Dear Journal,

Ever since Fang came back from the crystal, I swear my emotions have been intensified three times over. I was lost for the two years after Fang and Vanille sacrificed themselves to save Cocoon. It's been two weeks since Fang came back, and already I'm surprised I still have my dignity intact. Now if I was a normal person without constant PTSD and a serious fear of letting people in, I'm sure the shift in my thoughts wouldn't be as detrimental as it is. My emotions from having Fang come back have been chipping away at my usually stoic exterior. And that of course, makes me more irritable than normal. Even Serah has been meeting her limit with me for the past couple days. Not only do I have an increased temper, but the energy I now need to put towards keeping myself locked away is massive.
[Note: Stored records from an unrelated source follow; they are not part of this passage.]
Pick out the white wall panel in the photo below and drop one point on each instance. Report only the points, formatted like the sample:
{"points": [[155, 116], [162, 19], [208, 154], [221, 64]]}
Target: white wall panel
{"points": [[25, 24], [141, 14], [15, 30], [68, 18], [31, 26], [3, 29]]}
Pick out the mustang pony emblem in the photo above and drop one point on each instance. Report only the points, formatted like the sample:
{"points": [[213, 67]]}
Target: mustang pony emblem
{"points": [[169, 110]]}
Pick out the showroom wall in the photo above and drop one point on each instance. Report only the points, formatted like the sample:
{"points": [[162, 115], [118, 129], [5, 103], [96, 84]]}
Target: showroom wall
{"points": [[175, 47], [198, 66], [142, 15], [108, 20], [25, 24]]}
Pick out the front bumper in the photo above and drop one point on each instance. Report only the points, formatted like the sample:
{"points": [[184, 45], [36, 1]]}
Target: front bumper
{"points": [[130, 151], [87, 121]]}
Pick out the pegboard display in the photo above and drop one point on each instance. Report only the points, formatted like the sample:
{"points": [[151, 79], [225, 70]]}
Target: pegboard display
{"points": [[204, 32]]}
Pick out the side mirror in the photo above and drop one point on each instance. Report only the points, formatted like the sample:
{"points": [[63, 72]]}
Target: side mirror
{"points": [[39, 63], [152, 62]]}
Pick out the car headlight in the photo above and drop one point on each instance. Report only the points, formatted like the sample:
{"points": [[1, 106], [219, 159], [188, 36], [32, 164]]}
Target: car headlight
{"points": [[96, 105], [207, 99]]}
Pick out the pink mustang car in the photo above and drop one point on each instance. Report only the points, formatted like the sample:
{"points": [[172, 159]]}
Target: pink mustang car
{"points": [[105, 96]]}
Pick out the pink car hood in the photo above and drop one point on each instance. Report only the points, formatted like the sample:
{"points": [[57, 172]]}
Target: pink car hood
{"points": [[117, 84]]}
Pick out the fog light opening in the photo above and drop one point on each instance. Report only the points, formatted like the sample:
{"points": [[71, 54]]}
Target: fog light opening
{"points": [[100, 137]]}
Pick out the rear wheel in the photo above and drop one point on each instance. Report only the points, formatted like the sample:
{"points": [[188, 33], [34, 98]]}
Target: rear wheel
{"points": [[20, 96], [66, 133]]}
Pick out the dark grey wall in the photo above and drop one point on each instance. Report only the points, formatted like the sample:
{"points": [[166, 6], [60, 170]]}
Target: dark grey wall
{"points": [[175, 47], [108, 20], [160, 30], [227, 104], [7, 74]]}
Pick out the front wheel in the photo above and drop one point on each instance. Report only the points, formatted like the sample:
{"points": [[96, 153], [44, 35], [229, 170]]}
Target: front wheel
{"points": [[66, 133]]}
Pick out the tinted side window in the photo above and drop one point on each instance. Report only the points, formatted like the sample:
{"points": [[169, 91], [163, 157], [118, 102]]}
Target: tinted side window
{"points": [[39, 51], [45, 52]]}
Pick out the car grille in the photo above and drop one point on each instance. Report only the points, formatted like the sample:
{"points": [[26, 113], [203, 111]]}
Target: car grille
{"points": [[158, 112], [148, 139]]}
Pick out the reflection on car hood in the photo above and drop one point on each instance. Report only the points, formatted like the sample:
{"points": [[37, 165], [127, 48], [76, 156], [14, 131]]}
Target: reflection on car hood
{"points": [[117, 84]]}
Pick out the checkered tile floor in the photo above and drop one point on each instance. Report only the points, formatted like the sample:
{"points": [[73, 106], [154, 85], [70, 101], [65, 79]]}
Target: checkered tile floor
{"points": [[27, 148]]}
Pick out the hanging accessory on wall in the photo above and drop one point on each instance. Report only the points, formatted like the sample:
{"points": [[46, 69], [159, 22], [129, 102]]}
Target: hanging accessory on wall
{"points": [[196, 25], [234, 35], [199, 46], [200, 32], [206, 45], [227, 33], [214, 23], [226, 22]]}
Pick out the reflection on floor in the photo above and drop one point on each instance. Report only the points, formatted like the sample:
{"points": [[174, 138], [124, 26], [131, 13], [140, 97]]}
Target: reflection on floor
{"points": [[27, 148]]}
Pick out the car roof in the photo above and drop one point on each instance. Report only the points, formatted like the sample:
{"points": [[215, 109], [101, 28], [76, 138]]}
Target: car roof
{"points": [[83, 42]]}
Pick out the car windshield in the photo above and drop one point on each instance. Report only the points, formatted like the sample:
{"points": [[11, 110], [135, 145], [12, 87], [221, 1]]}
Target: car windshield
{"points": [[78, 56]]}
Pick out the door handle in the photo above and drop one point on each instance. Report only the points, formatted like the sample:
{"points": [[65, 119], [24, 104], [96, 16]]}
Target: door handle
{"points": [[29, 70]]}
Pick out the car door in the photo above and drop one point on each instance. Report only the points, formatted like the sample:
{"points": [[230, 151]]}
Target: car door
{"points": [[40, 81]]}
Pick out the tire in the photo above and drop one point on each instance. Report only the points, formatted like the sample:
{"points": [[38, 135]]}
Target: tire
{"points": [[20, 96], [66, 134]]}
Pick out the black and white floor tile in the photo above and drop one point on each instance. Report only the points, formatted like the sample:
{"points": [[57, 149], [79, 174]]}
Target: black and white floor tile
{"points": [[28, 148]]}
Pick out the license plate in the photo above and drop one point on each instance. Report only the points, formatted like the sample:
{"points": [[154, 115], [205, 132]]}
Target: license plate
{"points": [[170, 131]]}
It scares me that sometimes when I wasn't thinking I let the occasional careless laughter go by, or slip up and say something Claire would have said, when Fang and I were together. She's taken over the job of keeping me company from my sister. But coincidentally, she's also the one tearing me apart. My weakness towards her is on the brink of being obvious. When we first met, I promised myself to stay focused on finding Serah, and to not allow my inexplicable attraction to the emerald-eyed Pulsian goddess interfere in any way. But now I'm not as sure. Serah is safe now, and happy with my dimwitted overgrown baboon of a brother-in-law. Could it be that my sister is right, that Fang might love me back? After all, I am to this day the only person on Cocoon or Pulse that could match her in a spar.
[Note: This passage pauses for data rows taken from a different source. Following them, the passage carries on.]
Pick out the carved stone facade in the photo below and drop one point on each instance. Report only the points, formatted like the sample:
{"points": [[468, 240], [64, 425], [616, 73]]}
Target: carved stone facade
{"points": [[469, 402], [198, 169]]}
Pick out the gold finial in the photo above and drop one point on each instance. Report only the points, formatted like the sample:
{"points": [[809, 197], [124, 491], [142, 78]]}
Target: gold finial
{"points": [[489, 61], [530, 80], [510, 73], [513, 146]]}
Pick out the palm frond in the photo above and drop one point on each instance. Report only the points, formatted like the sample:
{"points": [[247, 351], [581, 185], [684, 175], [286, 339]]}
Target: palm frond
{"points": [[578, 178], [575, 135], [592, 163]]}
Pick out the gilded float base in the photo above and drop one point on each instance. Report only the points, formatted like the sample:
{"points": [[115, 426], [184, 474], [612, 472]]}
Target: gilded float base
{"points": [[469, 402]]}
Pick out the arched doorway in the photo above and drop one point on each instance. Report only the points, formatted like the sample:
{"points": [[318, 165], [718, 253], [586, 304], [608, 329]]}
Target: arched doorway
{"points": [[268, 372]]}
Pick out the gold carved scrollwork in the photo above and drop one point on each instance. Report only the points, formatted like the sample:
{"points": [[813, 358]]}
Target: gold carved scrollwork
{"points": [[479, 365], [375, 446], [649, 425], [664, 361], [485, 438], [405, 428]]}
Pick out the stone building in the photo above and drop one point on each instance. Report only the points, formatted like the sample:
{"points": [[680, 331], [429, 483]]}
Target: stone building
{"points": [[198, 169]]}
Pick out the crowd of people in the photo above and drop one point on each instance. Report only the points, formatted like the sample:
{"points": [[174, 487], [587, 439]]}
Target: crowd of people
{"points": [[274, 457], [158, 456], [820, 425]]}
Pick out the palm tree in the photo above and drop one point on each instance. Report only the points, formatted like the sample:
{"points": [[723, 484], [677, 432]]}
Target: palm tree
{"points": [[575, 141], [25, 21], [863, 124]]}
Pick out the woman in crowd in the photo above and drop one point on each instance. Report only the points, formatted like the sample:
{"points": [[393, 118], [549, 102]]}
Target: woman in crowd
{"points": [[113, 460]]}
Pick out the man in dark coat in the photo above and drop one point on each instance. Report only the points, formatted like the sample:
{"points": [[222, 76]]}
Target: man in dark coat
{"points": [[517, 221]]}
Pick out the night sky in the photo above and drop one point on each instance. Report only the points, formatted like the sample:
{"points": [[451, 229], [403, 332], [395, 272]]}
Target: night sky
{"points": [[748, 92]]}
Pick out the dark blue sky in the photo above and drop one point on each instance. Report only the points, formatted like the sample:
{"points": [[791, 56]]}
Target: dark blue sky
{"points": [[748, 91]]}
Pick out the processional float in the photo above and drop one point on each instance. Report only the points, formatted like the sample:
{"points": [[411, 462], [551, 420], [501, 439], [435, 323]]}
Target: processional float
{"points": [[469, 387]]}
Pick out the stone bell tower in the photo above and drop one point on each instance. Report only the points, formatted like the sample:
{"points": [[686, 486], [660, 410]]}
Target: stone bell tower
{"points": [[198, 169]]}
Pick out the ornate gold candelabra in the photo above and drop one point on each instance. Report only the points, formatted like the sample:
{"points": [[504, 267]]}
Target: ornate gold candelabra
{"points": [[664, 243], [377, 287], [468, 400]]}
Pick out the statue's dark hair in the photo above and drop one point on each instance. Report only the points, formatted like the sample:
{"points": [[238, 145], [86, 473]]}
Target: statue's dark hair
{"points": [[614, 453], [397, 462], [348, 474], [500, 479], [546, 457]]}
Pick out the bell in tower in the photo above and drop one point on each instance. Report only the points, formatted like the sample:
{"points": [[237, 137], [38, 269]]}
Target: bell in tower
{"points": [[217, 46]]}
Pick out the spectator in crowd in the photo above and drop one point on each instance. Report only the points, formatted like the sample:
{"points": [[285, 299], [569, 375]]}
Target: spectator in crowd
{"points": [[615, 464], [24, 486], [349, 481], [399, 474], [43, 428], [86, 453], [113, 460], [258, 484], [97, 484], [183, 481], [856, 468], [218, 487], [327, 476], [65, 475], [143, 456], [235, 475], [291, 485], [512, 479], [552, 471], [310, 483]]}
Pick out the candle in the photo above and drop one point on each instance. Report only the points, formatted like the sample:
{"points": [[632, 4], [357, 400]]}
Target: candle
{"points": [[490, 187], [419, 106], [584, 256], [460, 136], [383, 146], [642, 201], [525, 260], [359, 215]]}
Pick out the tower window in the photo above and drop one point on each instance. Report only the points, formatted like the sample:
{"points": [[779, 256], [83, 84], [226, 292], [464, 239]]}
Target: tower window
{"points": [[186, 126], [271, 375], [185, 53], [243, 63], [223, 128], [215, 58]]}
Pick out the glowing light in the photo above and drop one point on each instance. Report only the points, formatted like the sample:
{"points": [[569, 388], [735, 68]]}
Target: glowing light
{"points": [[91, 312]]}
To make things worse, the fact that Fang, Vanille and I now share one big apartment together only presses this issue. She had always been flirty and lighthearted, but lately I've noticed her staring at me from across the room, and making an effort to spend more time with me than anyone else. And gods, her voice. Its silky yet raspy sultry accent woven with her natural exotic charm could take me down faster than a King Behemoth any day of the week - I'm doing it again, aren't I? My point is that I feel more at ease with her around me. We're both beckoning mysteries to eachother, waiting to be discovered. It's true that I had preferred to be alone. But now I think I'd much rather spend my nights next to long dark hair and a carefree smirk. Not that I'd ever admit that out loud.

Hey Sunshine, you should kinda avoid falling asleep on the sofa with your journal hangin' open. And I love you too.